The acting isn’t all great-shakes either. One performance I was confused by was Evan Alex Cone’s portrayal of Television’s original bassist Richard Hell who is constantly mugging and making faces; I’m not sure if that’s just bad acting or if Cone was trying to show how dedicated Hell was to posturing. If it’s the latter, then kudos. Other than that, you won’t find any good performances but mostly mimicry. Joel David Moore is at least slightly humorous as Joey Ramone.

The best I can say about this movie is that it could possibly work as a good primer for those unfamiliar with 1970’s rock music or the punk scene that included bands like Television or the Dead Boys. CBGB could have made for a decent comedy or even commentary on New York in the 70’s. There are some instances of where the movie tried to show what was happening, either to explain why the punk movement occurred or why the movement was of any import to begin with, with some heavy-handedness like when they happen to be watching Richard Nixon on TV or reading a headline that shows New York City was in the shitter. Unfortunately, it all falls flat.

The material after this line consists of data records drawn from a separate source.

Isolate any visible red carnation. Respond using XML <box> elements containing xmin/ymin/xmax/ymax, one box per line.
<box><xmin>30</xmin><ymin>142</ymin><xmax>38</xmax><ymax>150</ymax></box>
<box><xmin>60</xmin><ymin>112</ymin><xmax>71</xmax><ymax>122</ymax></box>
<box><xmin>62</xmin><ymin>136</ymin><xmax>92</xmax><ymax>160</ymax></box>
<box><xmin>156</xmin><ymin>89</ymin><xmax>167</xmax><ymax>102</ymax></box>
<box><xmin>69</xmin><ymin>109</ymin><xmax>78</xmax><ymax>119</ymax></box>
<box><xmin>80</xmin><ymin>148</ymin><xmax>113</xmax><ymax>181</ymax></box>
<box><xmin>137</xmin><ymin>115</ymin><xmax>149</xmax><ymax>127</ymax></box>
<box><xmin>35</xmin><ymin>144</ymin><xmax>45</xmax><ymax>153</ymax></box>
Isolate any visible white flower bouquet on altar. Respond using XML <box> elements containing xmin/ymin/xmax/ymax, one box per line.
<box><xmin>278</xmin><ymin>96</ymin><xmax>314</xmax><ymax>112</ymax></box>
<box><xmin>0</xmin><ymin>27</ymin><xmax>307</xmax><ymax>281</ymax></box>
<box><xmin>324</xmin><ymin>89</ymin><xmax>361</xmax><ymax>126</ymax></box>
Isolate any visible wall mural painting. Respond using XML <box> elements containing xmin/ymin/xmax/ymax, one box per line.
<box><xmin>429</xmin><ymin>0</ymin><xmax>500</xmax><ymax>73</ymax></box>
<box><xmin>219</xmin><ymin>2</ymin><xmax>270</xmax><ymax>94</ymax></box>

Maybe it’s just difficult to make a good movie about punk music for it may involve too critical an eye on the various music scenes. Filmmakers want to poke fun, but not too much lest they alienate their demographic or realize themselves that their subject might not have been too worthy of their admiration in the first place for I imagine the people who are involved in these films are acting like fans first, and artists second. And I’m not saying that the only way to make a film like this is to be nasty with your subject matter, but when you’re covering punk music there’s a lot of things that are ripe for mockery. Other than that there’s also opportunity to explore other issues that are associated with alienation and rebellion, maybe address the underlying universality of punk rock, but I guess it’s just easier to take the easy way out and hire Professor Snape to mutter to himself while The Ramones play in the background. CBGB doesn’t add a whole lot and is rather mediocre, as a comedy, a music film and as anything else for that matter.